Thomas no longer stood at my side. I surveyed the street and considered calling his name, but that would be too conspicuous. I hurried towards Mercer’s Hospital, my eye drawn into every gloomy shopfront. Any flash of blue made me start. At the crossroads before the hospital I looked about, bobbing to see past pedestrians and standing on tiptoes. A middle-aged woman stopped to ask if everything was all right.

Without thinking I said, ‘I’ve lost a child.’

She brought her hand to her mouth. ‘What’s he dressed like?’

I described his blue cap and nankeen trousers, then stopped myself. ‘It’s all right. I’ll search for him alone.’

‘Look,’ she said. ‘There’s a policeman over there.’

‘Really, it’s fine. I think I know where he’s gone,’ and without saying anything more I hurried around the corner into King Street.

I saw the dog rummaging in the refuse from an upturned bin. But there was still no sign of Thomas. The dog wagged its tail at my approach, and I scratched behind its ear. Up ahead the paths were thick with people crossing between Grafton Street and the corner of St Stephen’s Green. They crowded both sides of the pavement while waiting for a carriage to pass, then advanced on each other as if to join battle. I kept petting the dog, rhythmically tapping the top of its skull, which made its eyelids bat. An anxiety in my throat had eased, and a tension in my shoulders had disappeared. I said, ‘Maybe it’s just as well.’

Then a deep voice called, ‘Delahunt.’ I turned to see Lyster walk towards me, leading Thomas gently by the hand. He smiled and pointed down at the boy. ‘Is this yours?’

Thomas’s face lit up when he saw the dog. ‘You found him.’

‘I happened to see this chap wander from your side.’ Lyster let go and rubbed Thomas’s head, leaving his cap askew. His eyes lingered on my bruised cheek, as if gauging the force of the blow that had made it, and the time elapsed since the strike.

I said, ‘I was just bringing him home.’

‘You’re taking a very scenic route.’

‘Thomas, I’m finished with you now.
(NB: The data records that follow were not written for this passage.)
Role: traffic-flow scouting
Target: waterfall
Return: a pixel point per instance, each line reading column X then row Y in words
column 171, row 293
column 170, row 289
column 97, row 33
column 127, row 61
You can make your own way from here.’

‘But you still owe me thruppence.’

‘Just go.’

‘No,’ Lyster said quietly, placing his hand on the boy’s shoulder. ‘Don’t worry, Thomas. We’re not done with you yet. Wait here.’

He took my elbow and walked a few yards up the street, then stopped in the doorway of a barber’s. When he looked into my face the corners of his eyes crinkled in amusement, then became serious.

‘What’s the plan?’

I said there wasn’t one.

‘Where were you thinking of doing it?’

Water dripped from the end of a red and white pole in a steady rhythm. The drops kept missing Lyster’s shoulder by inches.

‘Do you really think me capable of that?’

‘Who were you going to blame it on?’

Thomas tapped his chest with both hands to get the dog to stand on its hind legs. The poor creature stared up at him with its head cocked.

‘His mother.’

Lyster’s mouth dipped down at both sides. ‘His mother? Jesus, Delahunt.’ He thought for a second. ‘But she’ll do. You know what she looks like?’